Linklater’s soft spot for modern liberalism brings him to see contemporary libertarianism as a dangerous evasion of his much-cherished Lockean fairness. To wit, Owning the Earth ends with a denunciation of the financial crisis as “a failed experiment” in Austrian economics.
It is very difficult to make sense of these pages of the book, for Linklater’s command of Austrian theory is not impressive. Also it is surprising that, in a book dedicated to the question of land, Henry George’s theory of booms and busts only makes a fleeting appearance. On the other hand, Linklater advances a novel and somewhat quaint interpretation of Carl Menger: he thinks the Austrian’s theory of money had consequences that were the “opposite of what his twentieth-century followers had claimed—they made government regulation of financial markets absolutely essential.” Such an interpretation raises the question that original insights often prompt: if this is so, why didn’t somebody else think it before?
Ludwig von Mises is dismissed as an “upper class” and “resolutely snobbish” economist whose views were “restricted by his background.” Quite frankly, anyone encountering Mises’ ideas for the first time by reading Owning the Earth will not come away understanding them very well. Linklater focuses almost exclusively on a couple of chapters at the beginning of Socialism (1922) to make the point that, by dismissing the Lockean account of original appropriation, Mises was also parting with that “fairness” which alone can suffuse property with a sense of legitimacy. In actual fact, in rejecting an “eternally valid idea of justice which it is the duty of the State to recognize and realize,” Mises wanted to point out that the fabric of law is in itself a longtime evolutionary process.

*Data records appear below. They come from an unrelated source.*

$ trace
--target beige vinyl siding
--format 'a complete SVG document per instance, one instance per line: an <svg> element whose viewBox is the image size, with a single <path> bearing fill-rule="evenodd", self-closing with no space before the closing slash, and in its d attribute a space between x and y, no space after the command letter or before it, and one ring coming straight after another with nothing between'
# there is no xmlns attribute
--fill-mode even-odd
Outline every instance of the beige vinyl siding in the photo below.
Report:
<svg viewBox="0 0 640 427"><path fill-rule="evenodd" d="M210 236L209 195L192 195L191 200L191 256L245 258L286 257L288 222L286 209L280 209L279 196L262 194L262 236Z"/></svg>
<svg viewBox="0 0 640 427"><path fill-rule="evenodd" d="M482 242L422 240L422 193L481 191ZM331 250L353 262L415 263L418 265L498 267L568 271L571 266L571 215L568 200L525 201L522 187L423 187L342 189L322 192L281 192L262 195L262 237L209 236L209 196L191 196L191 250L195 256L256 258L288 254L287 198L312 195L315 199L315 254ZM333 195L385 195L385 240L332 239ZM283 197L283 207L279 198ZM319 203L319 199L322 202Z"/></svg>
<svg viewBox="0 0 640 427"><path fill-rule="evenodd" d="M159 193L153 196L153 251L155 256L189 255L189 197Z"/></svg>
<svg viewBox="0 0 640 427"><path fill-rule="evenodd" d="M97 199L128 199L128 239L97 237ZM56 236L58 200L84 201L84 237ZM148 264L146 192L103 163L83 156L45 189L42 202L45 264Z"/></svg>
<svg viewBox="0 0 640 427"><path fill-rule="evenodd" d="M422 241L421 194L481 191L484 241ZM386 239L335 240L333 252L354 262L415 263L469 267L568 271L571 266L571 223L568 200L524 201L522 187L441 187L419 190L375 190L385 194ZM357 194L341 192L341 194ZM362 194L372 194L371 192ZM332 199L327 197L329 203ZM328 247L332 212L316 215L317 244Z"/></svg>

The author makes Mises out to be a cynic based on a couple of quotations: on the origin of property being violence, and on human nature’s not having harbored “an idea of justice from the beginning.” These are not solid grounds on which to convict the venerable Austrian economist of such a sin. Indeed, just to quote from the same chapter of Socialism:
In Liberalism humanity becomes conscious of the powers which guide its development. The darkness which lay over the paths of history recedes. Man begins to understand social life and allows it to develop consciously.
Mises was not a proponent of a “Hobbesian capitalism,” whatever it may be.
It would be uncharitable to compare Linklater’s Owning the Earth with Richard Pipes’ Property and Freedom (1999), the other wide-ranging book on the subject of property that comes to mind. It would be uncharitable not only because Pipes is one of the master historians of our time, but also because Pipes, by dealing mainly with England and Russia, tuned what began as a very broad analysis of property to a precise focus.
If we were to speak of Linklater as having committed any sins, his would probably have to do with ambition. Nobody could have mastered so vast a subject as the one he took on in his last book. It is, however, a most pleasant read, and because it is, it will surely conquer the imagination of many. Its occasionally muddled interpretations will weaken its impact. But Andro Linklater’s gallant effort to put the issue of the ownership of land back at the center of the debate deserves praise.